With a $500,000 gift in seed funding provided by Kingfull Ding, the Earth Institute is launching the Research Program on Sustainability Policy and Management under the direction of Professor Steven Cohen, executive director of the Earth Institute. The program will draw upon the interdisciplinary expertise across the institute and university, including Satyajit Bose, Michael Gerrard, William Eimicke, Alison Miller and Courtney Small. With this gift, the program will make its first hire, Dong Guo, a post-doctoral scholar, who will work with faculty and researchers to develop the program’s initial research agenda.
The Earth Institute Research Program on Sustainability Policy and Management will leverage the scientific base of the Earth Institute and Columbia University with insights on sustainability practices from partner non-profit, corporate, government and non-governmental organizations. The research program will provide a rigorous analytic base to better understand important sustainability issues and to develop more effective public policies and organizational practices. To date, more than 20 top companies have participated in helping to shape the direction of the new program.

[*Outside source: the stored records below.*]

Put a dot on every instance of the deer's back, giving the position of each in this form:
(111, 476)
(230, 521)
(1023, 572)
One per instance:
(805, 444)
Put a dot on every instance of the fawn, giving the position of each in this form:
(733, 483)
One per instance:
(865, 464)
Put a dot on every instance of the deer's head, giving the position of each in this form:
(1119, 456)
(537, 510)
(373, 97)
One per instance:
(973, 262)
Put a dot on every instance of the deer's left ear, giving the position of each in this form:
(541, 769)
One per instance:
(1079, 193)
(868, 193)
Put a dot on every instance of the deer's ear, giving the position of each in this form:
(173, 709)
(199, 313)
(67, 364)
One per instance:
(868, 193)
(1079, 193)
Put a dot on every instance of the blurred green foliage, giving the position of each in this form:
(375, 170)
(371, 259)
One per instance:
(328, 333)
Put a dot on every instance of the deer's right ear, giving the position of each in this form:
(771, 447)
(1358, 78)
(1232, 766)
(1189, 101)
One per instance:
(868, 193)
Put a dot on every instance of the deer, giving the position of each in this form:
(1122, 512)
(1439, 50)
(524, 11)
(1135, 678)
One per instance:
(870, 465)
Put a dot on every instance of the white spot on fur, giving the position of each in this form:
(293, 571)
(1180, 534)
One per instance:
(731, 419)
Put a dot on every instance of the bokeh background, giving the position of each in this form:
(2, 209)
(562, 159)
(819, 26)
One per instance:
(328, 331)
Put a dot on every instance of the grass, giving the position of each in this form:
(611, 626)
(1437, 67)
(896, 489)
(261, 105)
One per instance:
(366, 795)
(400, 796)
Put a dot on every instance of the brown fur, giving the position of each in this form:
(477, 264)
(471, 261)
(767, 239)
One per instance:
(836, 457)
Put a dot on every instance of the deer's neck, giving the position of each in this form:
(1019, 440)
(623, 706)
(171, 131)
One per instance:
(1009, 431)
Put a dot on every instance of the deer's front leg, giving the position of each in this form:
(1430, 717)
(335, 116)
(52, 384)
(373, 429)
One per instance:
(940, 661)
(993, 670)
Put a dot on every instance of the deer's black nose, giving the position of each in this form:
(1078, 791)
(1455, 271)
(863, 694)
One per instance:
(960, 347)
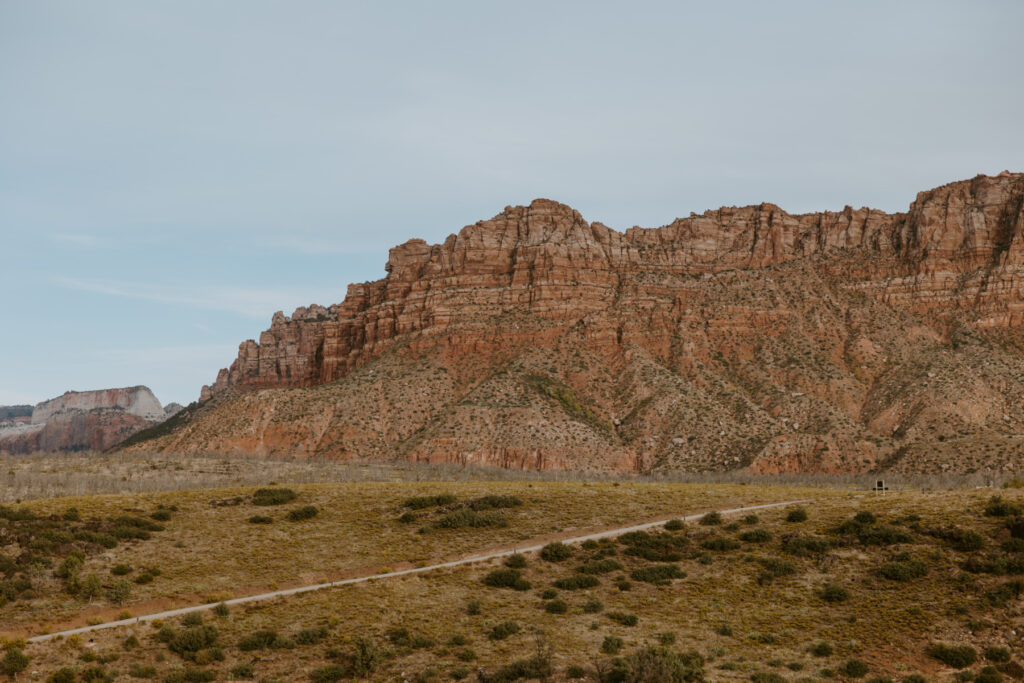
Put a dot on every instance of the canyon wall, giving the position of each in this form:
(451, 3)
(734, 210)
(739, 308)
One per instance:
(742, 337)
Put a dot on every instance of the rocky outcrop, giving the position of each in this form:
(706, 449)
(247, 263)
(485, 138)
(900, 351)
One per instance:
(84, 421)
(742, 337)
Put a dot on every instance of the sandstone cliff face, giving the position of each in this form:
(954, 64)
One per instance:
(84, 421)
(743, 337)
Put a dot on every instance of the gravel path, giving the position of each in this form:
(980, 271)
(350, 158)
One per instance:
(390, 574)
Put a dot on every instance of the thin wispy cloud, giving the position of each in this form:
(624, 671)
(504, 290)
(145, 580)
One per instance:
(257, 303)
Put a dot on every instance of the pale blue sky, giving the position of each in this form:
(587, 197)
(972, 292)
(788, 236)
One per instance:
(171, 173)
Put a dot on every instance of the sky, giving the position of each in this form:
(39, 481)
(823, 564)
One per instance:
(174, 172)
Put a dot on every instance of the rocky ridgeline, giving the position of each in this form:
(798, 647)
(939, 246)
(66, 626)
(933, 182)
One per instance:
(743, 337)
(83, 421)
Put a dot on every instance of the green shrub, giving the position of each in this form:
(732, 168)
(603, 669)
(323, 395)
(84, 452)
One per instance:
(556, 607)
(273, 496)
(957, 656)
(422, 502)
(600, 566)
(577, 582)
(997, 654)
(242, 671)
(516, 561)
(756, 536)
(835, 593)
(503, 631)
(767, 677)
(905, 569)
(658, 574)
(13, 662)
(310, 636)
(466, 518)
(720, 543)
(611, 645)
(855, 669)
(796, 515)
(711, 519)
(507, 579)
(556, 552)
(62, 675)
(626, 619)
(305, 512)
(495, 502)
(997, 507)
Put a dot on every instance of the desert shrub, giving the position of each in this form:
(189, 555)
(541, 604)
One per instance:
(599, 566)
(495, 502)
(422, 502)
(960, 539)
(997, 654)
(997, 507)
(273, 496)
(756, 536)
(626, 619)
(611, 645)
(556, 552)
(503, 631)
(263, 639)
(835, 593)
(988, 675)
(95, 674)
(711, 519)
(62, 675)
(13, 662)
(310, 636)
(957, 656)
(796, 515)
(188, 641)
(120, 591)
(767, 677)
(903, 569)
(242, 671)
(658, 574)
(720, 543)
(329, 674)
(1001, 595)
(516, 561)
(189, 675)
(577, 582)
(556, 607)
(472, 519)
(507, 579)
(855, 669)
(305, 512)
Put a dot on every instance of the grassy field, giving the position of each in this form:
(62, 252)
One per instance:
(765, 598)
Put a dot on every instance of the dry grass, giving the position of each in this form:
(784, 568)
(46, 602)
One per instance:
(773, 625)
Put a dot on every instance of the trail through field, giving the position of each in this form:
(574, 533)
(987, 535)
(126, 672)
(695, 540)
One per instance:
(494, 554)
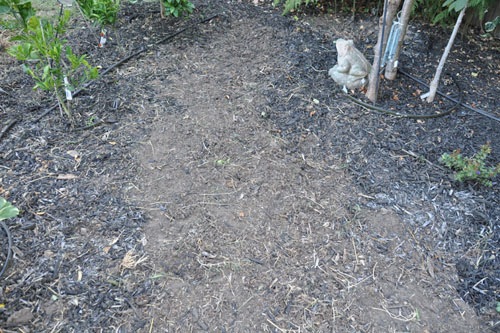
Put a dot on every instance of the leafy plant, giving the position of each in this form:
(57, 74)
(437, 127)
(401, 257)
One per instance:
(445, 13)
(21, 10)
(49, 61)
(492, 25)
(178, 8)
(7, 210)
(102, 11)
(471, 168)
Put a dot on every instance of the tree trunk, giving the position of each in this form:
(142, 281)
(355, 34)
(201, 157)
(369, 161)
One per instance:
(435, 81)
(390, 11)
(391, 68)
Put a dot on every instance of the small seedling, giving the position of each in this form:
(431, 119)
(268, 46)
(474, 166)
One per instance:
(471, 168)
(177, 8)
(103, 12)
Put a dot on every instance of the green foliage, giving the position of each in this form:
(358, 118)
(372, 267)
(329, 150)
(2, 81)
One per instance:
(178, 8)
(492, 25)
(293, 4)
(471, 168)
(447, 12)
(7, 210)
(21, 10)
(49, 61)
(102, 11)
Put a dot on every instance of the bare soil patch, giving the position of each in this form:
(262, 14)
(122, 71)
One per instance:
(226, 185)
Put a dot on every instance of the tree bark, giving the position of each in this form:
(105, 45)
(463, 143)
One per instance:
(383, 34)
(391, 68)
(435, 81)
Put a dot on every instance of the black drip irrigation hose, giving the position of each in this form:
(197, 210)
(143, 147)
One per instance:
(9, 247)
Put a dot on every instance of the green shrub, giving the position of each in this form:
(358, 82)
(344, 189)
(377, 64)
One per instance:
(102, 11)
(471, 168)
(21, 10)
(178, 8)
(7, 210)
(49, 61)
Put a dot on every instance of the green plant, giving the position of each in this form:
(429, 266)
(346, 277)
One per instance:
(178, 8)
(445, 13)
(492, 25)
(21, 10)
(102, 11)
(293, 4)
(49, 61)
(471, 168)
(7, 210)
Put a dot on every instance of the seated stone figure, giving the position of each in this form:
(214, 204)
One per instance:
(352, 68)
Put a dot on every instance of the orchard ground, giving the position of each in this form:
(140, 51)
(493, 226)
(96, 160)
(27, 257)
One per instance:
(220, 182)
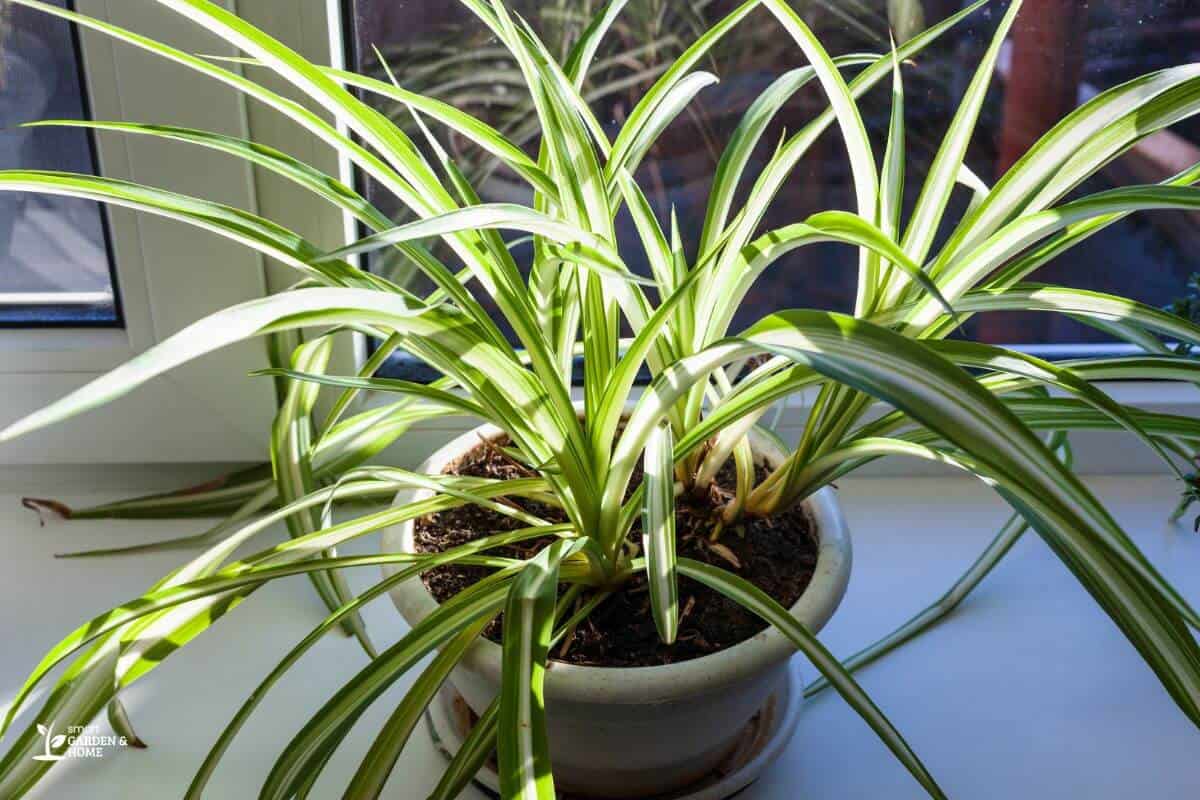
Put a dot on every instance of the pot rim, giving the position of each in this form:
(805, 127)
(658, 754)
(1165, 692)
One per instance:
(636, 685)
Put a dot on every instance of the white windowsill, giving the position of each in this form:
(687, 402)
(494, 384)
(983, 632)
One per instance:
(1026, 691)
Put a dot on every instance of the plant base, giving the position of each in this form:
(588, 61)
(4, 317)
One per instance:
(763, 739)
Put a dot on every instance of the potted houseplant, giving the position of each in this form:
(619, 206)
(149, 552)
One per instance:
(562, 512)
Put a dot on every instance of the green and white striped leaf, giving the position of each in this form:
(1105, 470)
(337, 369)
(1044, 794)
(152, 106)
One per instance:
(659, 533)
(749, 596)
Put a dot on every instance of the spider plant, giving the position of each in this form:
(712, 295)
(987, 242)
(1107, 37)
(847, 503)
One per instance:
(979, 408)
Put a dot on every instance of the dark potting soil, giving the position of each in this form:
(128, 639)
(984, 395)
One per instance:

“This innovative program will gather the best policy and management minds to examine the critical sustainability challenges facing organizations. It will lead research on the practical problems of sustainability management in the public and private sectors, with a focus on work that will inform how real organizations manage these issues of sustainability,” Cohen said. This program will support Cohen’s own scholarship and will enhance the research base available to support the two masters programs that he directs in Environmental Science and Policy (at the School of International and Public Affairs) and in Sustainability Management (at the School of Continuing Education). The goal is to create academic research in sustainability management that is peer reviewed, but that addresses the fundamental issues of professional practice in the real world.